Brief Summary: Spunky Adelaide meets her future husband while taking a ship to America and shortly becomes Adelaide Herman. She assists her husband in his magic shows until he dies. She decides to continue the show by becoming Adelaide Hermann: The Queen of Magic, one of the first women magicians.

Comments: This is a narrative nonfiction/biography with a brief bio timeline in the back. No glossary.

Whoosh!: Lonnie Johnson’s Super-Soaking Stream of Inventions by Chris Barton

Whoosh!: Lonnie Johnson's Super-Soaking Stream of Inventions by Chris Barton

Whoosh!: Lonnie Johnson’s Super-Soaking Stream of Inventions by Chris Barton; illustrated by Don Tate. Illustrations created digitally. 2016.
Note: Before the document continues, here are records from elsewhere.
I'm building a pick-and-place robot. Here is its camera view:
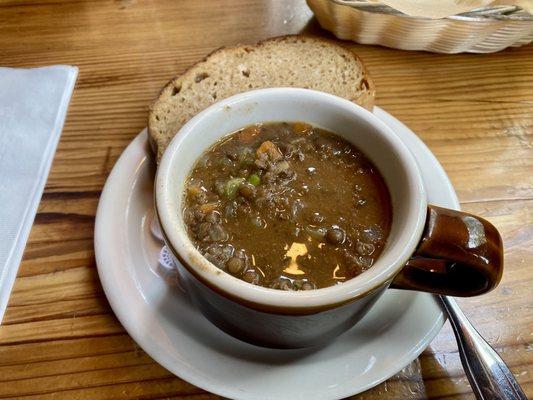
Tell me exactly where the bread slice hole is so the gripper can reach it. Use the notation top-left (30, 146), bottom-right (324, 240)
top-left (194, 72), bottom-right (209, 83)
top-left (172, 85), bottom-right (181, 96)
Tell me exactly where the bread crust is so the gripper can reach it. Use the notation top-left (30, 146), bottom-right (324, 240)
top-left (148, 35), bottom-right (375, 163)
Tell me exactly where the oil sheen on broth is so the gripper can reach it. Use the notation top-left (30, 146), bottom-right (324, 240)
top-left (183, 122), bottom-right (391, 290)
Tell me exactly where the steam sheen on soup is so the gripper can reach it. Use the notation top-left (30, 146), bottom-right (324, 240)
top-left (183, 122), bottom-right (391, 290)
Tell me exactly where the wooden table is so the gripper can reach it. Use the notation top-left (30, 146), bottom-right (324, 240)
top-left (0, 0), bottom-right (533, 400)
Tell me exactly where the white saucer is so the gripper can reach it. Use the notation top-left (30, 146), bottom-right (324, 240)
top-left (95, 107), bottom-right (459, 400)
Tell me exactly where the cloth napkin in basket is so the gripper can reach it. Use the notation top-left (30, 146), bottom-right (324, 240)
top-left (0, 65), bottom-right (78, 322)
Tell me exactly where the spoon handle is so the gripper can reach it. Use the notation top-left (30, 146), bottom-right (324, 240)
top-left (439, 296), bottom-right (527, 400)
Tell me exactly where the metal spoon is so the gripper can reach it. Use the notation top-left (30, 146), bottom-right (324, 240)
top-left (438, 296), bottom-right (527, 400)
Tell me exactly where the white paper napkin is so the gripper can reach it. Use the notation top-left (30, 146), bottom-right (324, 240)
top-left (0, 65), bottom-right (78, 322)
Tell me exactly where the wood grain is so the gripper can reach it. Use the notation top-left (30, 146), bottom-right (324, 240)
top-left (0, 0), bottom-right (533, 400)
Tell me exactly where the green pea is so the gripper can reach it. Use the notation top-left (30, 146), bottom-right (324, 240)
top-left (248, 174), bottom-right (261, 186)
top-left (224, 178), bottom-right (244, 199)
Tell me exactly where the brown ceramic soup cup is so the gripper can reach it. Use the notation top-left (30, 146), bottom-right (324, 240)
top-left (155, 88), bottom-right (503, 348)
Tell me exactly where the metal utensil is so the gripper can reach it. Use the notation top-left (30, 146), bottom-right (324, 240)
top-left (438, 296), bottom-right (527, 400)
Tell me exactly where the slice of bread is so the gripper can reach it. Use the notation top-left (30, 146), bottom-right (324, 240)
top-left (148, 36), bottom-right (374, 162)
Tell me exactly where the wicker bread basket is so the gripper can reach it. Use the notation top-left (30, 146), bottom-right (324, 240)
top-left (307, 0), bottom-right (533, 53)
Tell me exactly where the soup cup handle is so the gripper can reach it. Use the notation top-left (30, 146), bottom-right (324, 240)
top-left (391, 205), bottom-right (503, 297)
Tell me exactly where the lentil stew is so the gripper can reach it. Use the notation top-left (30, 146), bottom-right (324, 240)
top-left (183, 122), bottom-right (392, 290)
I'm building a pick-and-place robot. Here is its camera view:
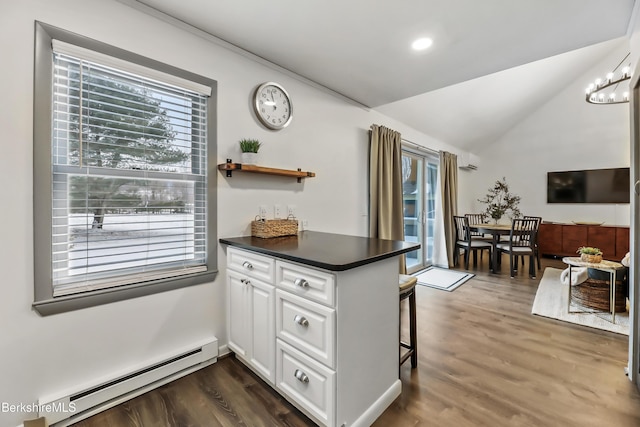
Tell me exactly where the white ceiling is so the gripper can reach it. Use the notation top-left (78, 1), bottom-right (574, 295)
top-left (131, 0), bottom-right (634, 151)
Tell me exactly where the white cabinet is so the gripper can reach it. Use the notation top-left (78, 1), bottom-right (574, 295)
top-left (227, 247), bottom-right (401, 427)
top-left (227, 248), bottom-right (275, 384)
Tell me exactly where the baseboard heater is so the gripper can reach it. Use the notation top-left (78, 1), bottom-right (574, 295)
top-left (38, 338), bottom-right (218, 427)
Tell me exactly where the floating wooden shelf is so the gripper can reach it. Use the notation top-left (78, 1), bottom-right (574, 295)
top-left (218, 159), bottom-right (316, 182)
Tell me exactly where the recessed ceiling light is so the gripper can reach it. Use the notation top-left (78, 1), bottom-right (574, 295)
top-left (411, 37), bottom-right (433, 50)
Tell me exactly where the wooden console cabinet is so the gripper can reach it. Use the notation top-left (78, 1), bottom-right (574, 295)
top-left (538, 222), bottom-right (629, 261)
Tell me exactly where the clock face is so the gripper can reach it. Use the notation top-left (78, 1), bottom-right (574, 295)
top-left (254, 82), bottom-right (293, 130)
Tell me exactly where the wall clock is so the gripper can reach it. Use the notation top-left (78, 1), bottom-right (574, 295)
top-left (253, 82), bottom-right (293, 130)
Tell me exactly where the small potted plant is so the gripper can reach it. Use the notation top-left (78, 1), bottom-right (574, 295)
top-left (478, 177), bottom-right (521, 224)
top-left (240, 139), bottom-right (262, 165)
top-left (576, 246), bottom-right (602, 264)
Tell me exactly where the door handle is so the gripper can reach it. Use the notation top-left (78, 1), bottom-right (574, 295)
top-left (293, 314), bottom-right (309, 326)
top-left (293, 369), bottom-right (309, 384)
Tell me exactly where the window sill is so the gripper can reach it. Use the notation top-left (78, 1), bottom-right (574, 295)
top-left (32, 270), bottom-right (218, 316)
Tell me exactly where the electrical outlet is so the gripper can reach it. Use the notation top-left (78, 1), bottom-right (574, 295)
top-left (258, 205), bottom-right (267, 219)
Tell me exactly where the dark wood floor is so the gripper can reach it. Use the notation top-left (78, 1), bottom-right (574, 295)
top-left (71, 257), bottom-right (640, 427)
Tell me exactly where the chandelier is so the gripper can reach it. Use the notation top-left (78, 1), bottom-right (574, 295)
top-left (585, 53), bottom-right (631, 104)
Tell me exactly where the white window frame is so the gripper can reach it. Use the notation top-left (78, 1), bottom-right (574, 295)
top-left (33, 22), bottom-right (217, 315)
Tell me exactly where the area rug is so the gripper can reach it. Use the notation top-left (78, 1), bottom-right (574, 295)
top-left (416, 267), bottom-right (474, 292)
top-left (531, 267), bottom-right (629, 335)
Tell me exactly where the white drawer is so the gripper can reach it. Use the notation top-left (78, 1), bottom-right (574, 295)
top-left (276, 289), bottom-right (336, 369)
top-left (227, 247), bottom-right (275, 284)
top-left (276, 261), bottom-right (335, 307)
top-left (276, 340), bottom-right (335, 425)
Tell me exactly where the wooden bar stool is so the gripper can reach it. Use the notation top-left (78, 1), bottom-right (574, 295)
top-left (399, 274), bottom-right (418, 369)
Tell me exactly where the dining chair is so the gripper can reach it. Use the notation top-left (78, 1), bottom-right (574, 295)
top-left (464, 214), bottom-right (493, 241)
top-left (496, 218), bottom-right (538, 279)
top-left (522, 215), bottom-right (542, 270)
top-left (453, 215), bottom-right (493, 270)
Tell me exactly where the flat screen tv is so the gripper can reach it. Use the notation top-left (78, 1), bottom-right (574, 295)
top-left (547, 168), bottom-right (630, 203)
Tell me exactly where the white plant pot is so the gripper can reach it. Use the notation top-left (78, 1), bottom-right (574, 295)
top-left (242, 153), bottom-right (258, 165)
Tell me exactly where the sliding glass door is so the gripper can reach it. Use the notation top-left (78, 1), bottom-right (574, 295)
top-left (402, 147), bottom-right (439, 273)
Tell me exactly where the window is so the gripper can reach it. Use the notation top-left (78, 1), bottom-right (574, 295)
top-left (34, 24), bottom-right (216, 314)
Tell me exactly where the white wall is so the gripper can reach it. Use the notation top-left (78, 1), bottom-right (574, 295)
top-left (0, 0), bottom-right (459, 426)
top-left (460, 46), bottom-right (630, 225)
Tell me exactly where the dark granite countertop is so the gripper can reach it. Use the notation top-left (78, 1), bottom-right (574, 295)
top-left (220, 231), bottom-right (420, 271)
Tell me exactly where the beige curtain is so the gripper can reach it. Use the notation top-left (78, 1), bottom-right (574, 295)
top-left (440, 151), bottom-right (458, 267)
top-left (369, 125), bottom-right (406, 273)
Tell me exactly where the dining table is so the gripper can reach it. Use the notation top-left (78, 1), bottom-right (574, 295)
top-left (469, 224), bottom-right (511, 273)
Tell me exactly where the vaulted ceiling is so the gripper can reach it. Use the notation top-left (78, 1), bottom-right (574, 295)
top-left (130, 0), bottom-right (634, 151)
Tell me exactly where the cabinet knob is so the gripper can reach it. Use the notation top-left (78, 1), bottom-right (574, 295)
top-left (293, 369), bottom-right (309, 384)
top-left (293, 314), bottom-right (309, 326)
top-left (293, 279), bottom-right (309, 288)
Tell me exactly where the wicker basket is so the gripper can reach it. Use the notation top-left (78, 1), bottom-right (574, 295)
top-left (580, 254), bottom-right (602, 264)
top-left (251, 219), bottom-right (298, 239)
top-left (571, 279), bottom-right (626, 313)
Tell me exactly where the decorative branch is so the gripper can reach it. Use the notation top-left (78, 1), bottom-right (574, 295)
top-left (478, 177), bottom-right (522, 222)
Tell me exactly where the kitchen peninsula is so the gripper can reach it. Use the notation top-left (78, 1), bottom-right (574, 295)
top-left (220, 231), bottom-right (420, 426)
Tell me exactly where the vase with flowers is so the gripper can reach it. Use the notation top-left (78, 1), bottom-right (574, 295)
top-left (576, 246), bottom-right (602, 264)
top-left (239, 139), bottom-right (262, 165)
top-left (478, 177), bottom-right (522, 224)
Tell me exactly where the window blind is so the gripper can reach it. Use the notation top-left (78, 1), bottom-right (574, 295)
top-left (51, 47), bottom-right (208, 297)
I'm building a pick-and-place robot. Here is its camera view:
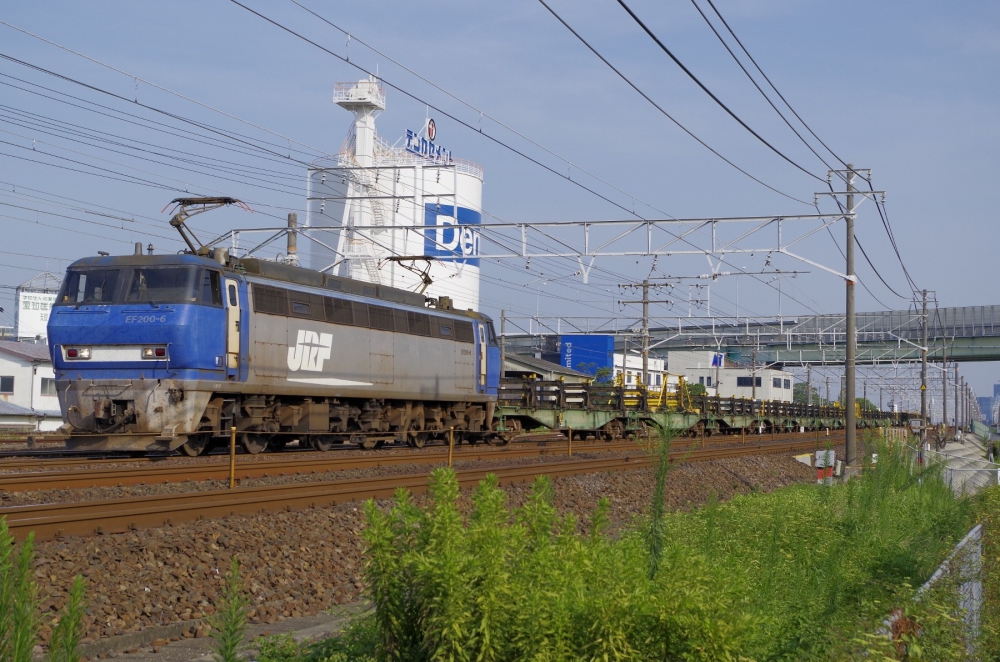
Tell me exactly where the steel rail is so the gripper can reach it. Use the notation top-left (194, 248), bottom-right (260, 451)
top-left (0, 442), bottom-right (637, 492)
top-left (0, 441), bottom-right (828, 540)
top-left (0, 433), bottom-right (843, 492)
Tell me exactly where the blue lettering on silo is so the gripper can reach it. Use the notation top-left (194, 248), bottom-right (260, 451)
top-left (424, 208), bottom-right (483, 267)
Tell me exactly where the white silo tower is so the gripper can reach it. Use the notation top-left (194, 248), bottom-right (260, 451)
top-left (306, 79), bottom-right (483, 310)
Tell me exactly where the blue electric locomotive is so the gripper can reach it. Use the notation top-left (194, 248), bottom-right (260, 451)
top-left (48, 199), bottom-right (506, 455)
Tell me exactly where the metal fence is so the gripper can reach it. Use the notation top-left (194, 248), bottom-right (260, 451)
top-left (924, 450), bottom-right (1000, 494)
top-left (879, 524), bottom-right (983, 659)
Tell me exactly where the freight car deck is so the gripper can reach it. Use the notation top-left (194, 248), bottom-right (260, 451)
top-left (497, 380), bottom-right (902, 439)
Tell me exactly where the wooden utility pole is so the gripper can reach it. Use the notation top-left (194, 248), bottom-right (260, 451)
top-left (844, 163), bottom-right (858, 466)
top-left (920, 290), bottom-right (927, 441)
top-left (941, 338), bottom-right (958, 432)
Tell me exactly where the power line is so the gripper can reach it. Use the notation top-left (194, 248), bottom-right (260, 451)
top-left (691, 0), bottom-right (839, 175)
top-left (618, 0), bottom-right (823, 181)
top-left (0, 20), bottom-right (330, 164)
top-left (230, 0), bottom-right (828, 316)
top-left (692, 0), bottom-right (847, 168)
top-left (0, 72), bottom-right (320, 171)
top-left (536, 0), bottom-right (809, 205)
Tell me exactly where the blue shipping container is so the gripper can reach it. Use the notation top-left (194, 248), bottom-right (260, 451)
top-left (559, 335), bottom-right (615, 379)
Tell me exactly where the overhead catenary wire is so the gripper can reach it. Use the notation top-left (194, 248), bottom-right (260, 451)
top-left (230, 0), bottom-right (828, 316)
top-left (0, 19), bottom-right (820, 322)
top-left (691, 0), bottom-right (918, 298)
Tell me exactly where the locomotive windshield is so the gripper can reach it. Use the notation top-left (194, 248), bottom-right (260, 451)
top-left (56, 269), bottom-right (119, 306)
top-left (125, 267), bottom-right (199, 303)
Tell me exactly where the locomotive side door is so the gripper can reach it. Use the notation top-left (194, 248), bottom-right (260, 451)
top-left (476, 324), bottom-right (489, 393)
top-left (225, 278), bottom-right (240, 379)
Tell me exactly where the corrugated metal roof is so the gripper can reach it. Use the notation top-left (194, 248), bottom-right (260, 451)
top-left (0, 340), bottom-right (52, 361)
top-left (0, 400), bottom-right (42, 416)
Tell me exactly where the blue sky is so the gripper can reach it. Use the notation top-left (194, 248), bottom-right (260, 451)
top-left (0, 0), bottom-right (1000, 400)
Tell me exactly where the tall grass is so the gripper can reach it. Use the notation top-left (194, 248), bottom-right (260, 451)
top-left (209, 556), bottom-right (250, 662)
top-left (0, 517), bottom-right (86, 662)
top-left (356, 439), bottom-right (971, 661)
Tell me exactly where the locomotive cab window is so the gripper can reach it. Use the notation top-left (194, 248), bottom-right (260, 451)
top-left (125, 267), bottom-right (199, 303)
top-left (55, 269), bottom-right (119, 306)
top-left (201, 270), bottom-right (222, 308)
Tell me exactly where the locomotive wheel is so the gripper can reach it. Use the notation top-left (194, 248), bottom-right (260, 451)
top-left (240, 432), bottom-right (271, 455)
top-left (601, 420), bottom-right (625, 441)
top-left (309, 434), bottom-right (333, 452)
top-left (407, 431), bottom-right (431, 448)
top-left (351, 435), bottom-right (382, 451)
top-left (177, 434), bottom-right (211, 457)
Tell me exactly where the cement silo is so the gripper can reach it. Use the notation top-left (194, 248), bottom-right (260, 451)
top-left (306, 79), bottom-right (483, 310)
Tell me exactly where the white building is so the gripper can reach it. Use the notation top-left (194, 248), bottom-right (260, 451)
top-left (666, 351), bottom-right (795, 402)
top-left (0, 340), bottom-right (62, 431)
top-left (614, 354), bottom-right (679, 393)
top-left (306, 79), bottom-right (483, 310)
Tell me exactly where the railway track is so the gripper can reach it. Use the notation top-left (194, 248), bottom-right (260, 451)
top-left (0, 433), bottom-right (842, 492)
top-left (0, 440), bottom-right (832, 540)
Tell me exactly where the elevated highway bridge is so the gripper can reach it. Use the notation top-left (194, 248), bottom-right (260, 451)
top-left (644, 306), bottom-right (1000, 366)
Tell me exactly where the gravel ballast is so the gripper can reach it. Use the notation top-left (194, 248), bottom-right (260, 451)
top-left (15, 449), bottom-right (824, 642)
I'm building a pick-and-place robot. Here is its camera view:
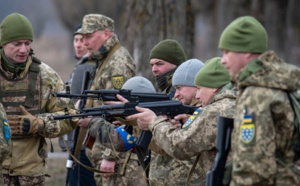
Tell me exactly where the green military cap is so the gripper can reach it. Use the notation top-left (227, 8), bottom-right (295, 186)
top-left (219, 16), bottom-right (268, 53)
top-left (77, 14), bottom-right (115, 34)
top-left (194, 57), bottom-right (230, 88)
top-left (0, 13), bottom-right (33, 45)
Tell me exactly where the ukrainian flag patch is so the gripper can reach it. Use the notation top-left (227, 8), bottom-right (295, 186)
top-left (240, 115), bottom-right (255, 144)
top-left (182, 107), bottom-right (201, 128)
top-left (112, 76), bottom-right (124, 89)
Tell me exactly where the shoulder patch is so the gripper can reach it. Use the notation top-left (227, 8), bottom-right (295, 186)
top-left (240, 114), bottom-right (255, 144)
top-left (112, 75), bottom-right (124, 89)
top-left (182, 108), bottom-right (201, 128)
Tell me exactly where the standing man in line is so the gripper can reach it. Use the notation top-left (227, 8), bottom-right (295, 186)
top-left (78, 14), bottom-right (135, 185)
top-left (127, 57), bottom-right (236, 186)
top-left (0, 103), bottom-right (11, 185)
top-left (150, 39), bottom-right (186, 99)
top-left (145, 39), bottom-right (200, 185)
top-left (59, 25), bottom-right (96, 186)
top-left (0, 13), bottom-right (78, 186)
top-left (219, 16), bottom-right (300, 186)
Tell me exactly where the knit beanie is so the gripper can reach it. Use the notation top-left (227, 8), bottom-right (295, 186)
top-left (150, 39), bottom-right (186, 66)
top-left (195, 57), bottom-right (230, 88)
top-left (122, 76), bottom-right (156, 93)
top-left (0, 13), bottom-right (33, 45)
top-left (219, 16), bottom-right (268, 53)
top-left (73, 25), bottom-right (82, 36)
top-left (172, 59), bottom-right (204, 87)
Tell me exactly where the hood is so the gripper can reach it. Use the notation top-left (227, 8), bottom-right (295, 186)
top-left (233, 51), bottom-right (300, 92)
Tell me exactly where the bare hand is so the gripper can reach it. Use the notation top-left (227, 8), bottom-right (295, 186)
top-left (100, 159), bottom-right (116, 178)
top-left (77, 116), bottom-right (93, 128)
top-left (126, 106), bottom-right (157, 130)
top-left (169, 119), bottom-right (182, 129)
top-left (174, 114), bottom-right (190, 124)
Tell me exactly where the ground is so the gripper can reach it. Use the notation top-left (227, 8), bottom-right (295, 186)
top-left (46, 138), bottom-right (68, 186)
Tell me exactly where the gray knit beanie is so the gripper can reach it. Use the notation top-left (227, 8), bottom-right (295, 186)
top-left (122, 76), bottom-right (156, 93)
top-left (172, 59), bottom-right (204, 87)
top-left (149, 39), bottom-right (186, 66)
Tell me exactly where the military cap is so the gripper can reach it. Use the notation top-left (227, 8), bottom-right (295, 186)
top-left (0, 13), bottom-right (33, 45)
top-left (77, 14), bottom-right (115, 34)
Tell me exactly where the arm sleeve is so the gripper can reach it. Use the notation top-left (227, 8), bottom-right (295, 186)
top-left (231, 87), bottom-right (293, 185)
top-left (37, 64), bottom-right (78, 138)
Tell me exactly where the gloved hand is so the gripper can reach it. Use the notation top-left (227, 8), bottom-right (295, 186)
top-left (7, 106), bottom-right (45, 135)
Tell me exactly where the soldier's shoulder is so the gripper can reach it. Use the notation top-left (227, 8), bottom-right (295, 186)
top-left (39, 62), bottom-right (61, 82)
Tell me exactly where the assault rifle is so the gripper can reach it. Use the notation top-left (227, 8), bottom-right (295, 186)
top-left (206, 116), bottom-right (233, 186)
top-left (51, 89), bottom-right (170, 102)
top-left (50, 100), bottom-right (198, 121)
top-left (50, 100), bottom-right (198, 149)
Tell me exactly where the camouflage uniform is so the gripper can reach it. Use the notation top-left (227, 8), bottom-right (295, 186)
top-left (90, 119), bottom-right (147, 186)
top-left (82, 14), bottom-right (135, 185)
top-left (0, 51), bottom-right (78, 185)
top-left (230, 51), bottom-right (300, 186)
top-left (0, 103), bottom-right (11, 185)
top-left (149, 84), bottom-right (235, 185)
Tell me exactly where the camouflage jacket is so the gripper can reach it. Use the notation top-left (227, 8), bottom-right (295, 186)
top-left (0, 103), bottom-right (11, 181)
top-left (85, 35), bottom-right (135, 164)
top-left (230, 51), bottom-right (300, 186)
top-left (0, 54), bottom-right (78, 176)
top-left (149, 83), bottom-right (236, 185)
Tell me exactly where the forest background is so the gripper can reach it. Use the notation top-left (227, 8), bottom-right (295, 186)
top-left (0, 0), bottom-right (300, 81)
top-left (0, 0), bottom-right (300, 185)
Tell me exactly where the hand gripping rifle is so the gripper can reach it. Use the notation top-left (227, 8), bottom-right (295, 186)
top-left (50, 100), bottom-right (198, 121)
top-left (52, 100), bottom-right (198, 177)
top-left (206, 116), bottom-right (233, 186)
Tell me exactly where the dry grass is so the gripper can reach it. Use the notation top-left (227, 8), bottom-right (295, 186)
top-left (46, 138), bottom-right (67, 186)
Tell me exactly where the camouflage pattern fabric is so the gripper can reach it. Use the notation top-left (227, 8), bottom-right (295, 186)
top-left (149, 84), bottom-right (236, 185)
top-left (4, 174), bottom-right (46, 186)
top-left (87, 34), bottom-right (135, 183)
top-left (230, 51), bottom-right (300, 186)
top-left (0, 103), bottom-right (11, 185)
top-left (0, 56), bottom-right (78, 176)
top-left (77, 14), bottom-right (115, 34)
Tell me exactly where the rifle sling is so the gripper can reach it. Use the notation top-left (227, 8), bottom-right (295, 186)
top-left (187, 154), bottom-right (201, 183)
top-left (74, 43), bottom-right (121, 161)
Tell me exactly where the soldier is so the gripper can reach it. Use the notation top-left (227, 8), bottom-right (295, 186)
top-left (94, 59), bottom-right (203, 185)
top-left (81, 76), bottom-right (155, 186)
top-left (219, 16), bottom-right (300, 186)
top-left (149, 39), bottom-right (186, 98)
top-left (78, 14), bottom-right (135, 185)
top-left (127, 58), bottom-right (236, 185)
top-left (59, 25), bottom-right (96, 186)
top-left (0, 103), bottom-right (11, 185)
top-left (0, 13), bottom-right (78, 186)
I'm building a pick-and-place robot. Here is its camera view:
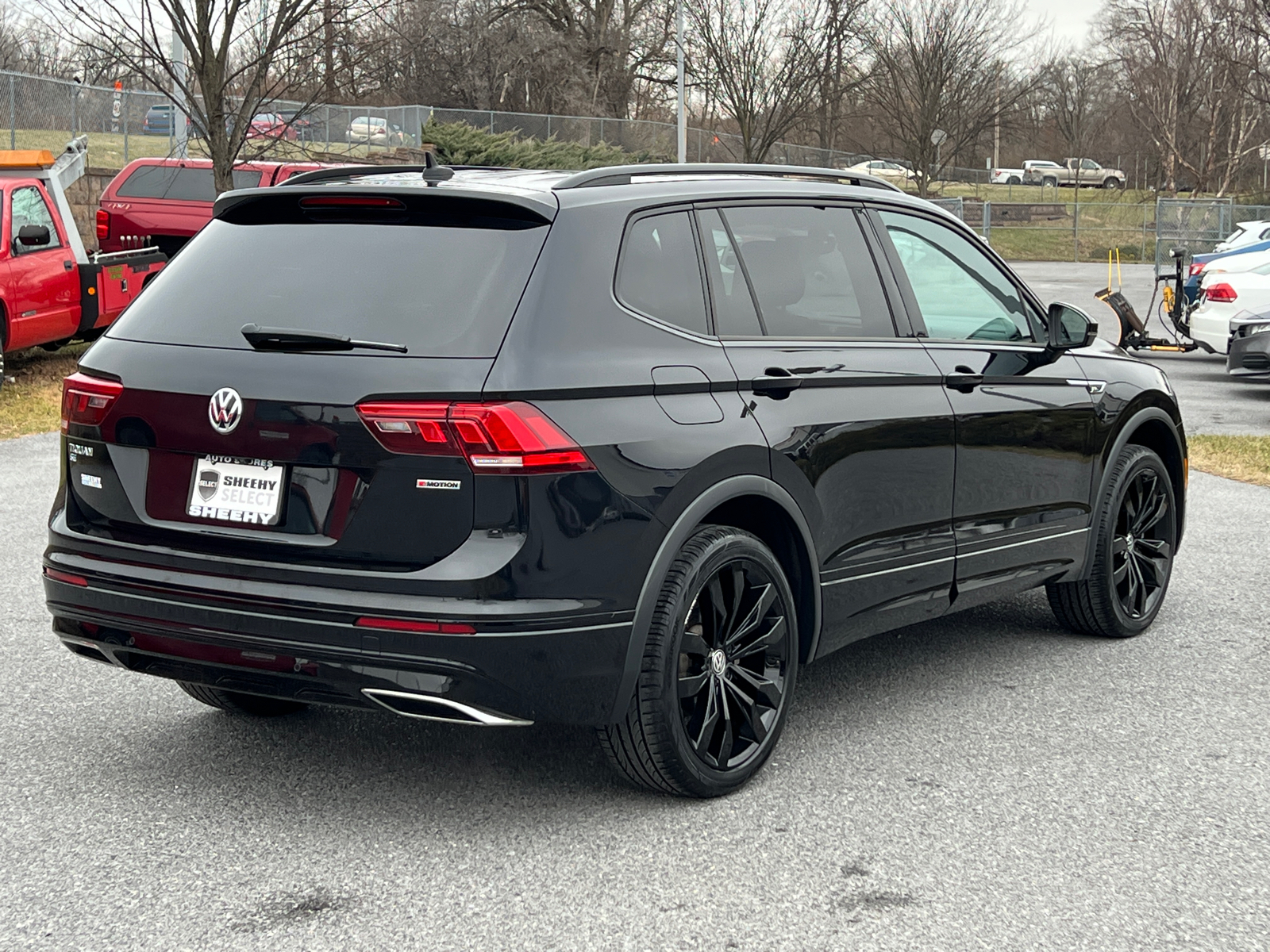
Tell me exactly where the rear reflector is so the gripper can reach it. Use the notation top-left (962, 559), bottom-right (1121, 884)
top-left (352, 619), bottom-right (476, 635)
top-left (44, 565), bottom-right (87, 589)
top-left (62, 373), bottom-right (123, 433)
top-left (357, 401), bottom-right (595, 472)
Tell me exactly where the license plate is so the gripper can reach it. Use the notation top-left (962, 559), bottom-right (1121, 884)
top-left (186, 455), bottom-right (287, 525)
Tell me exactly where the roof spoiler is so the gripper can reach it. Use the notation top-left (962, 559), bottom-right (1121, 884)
top-left (552, 163), bottom-right (903, 192)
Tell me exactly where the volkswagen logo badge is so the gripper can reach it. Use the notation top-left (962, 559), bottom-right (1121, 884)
top-left (207, 387), bottom-right (243, 433)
Brief Summary: Lonnie Johnson was one of six children living in Mobile, Alabama. He was interested in inventing as a child leaving home to go to Tuskegee Institute to become an engineer. He invented the super-soaker realizing that an air pump would make the water go further. He went to a toy company and his water gun was produced making water fighting more fun than ever.

Comments: This is an invention that students can relate to and will want to know who and how it was created.  Nonfiction narrative.  It could go in biographies or inventions section of the library. I plan to share this during the first two weeks of school when students are still water fighting to cool off during the hot, August heat.

Solving the Puzzle Under the Sea: Marie Tharp Maps the Ocean Floor by Robert Burleigh

Solving the Puzzle Under the Sea: Marie Tharp Maps the Ocean Floor by Robert Burleigh

Solving the Puzzle Under the Sea: Marie Tharp Maps the Ocean Floor by Robert Burleigh; illustrated by Raul Colon. 2016. Watercolors, prismacolor pencils and lithograph pencils

Brief Summary: Told in first person at times rather than the usually third person. Marie Tharp’s father was a map maker and traveled with his family around the United States.  This is what inspired her.  She went to school but had a hard time getting a job where her colleagues took her seriously as a female map maker.  She wondered what the ocean looked like under the water and if it could be mapped. Scientists were starting to use “sounding” which is when a ship sends sound waves to the bottom of the sea and waits for it to return. This would tell them how deep the water was in that area. Ms. Tharp made a huge graph using these soundings and was able to make a map of the mountains and valleys of the ocean’s floor.  She discovered the Mid-Atlantic Ridge. Photo of her in the back of the book. Included a glossary, other books to read, and internet links.

Comment: This narrative nonfiction/biography could be placed in the map area of nonfiction or biography area.  I think it will circulate more in my school library in the mapping area as teachers are always asking for map book collections to go with their units.  I think students will be surprised of how the ocean is mapped and the method used.  I will use this in my “Did you know?” book teaser talks.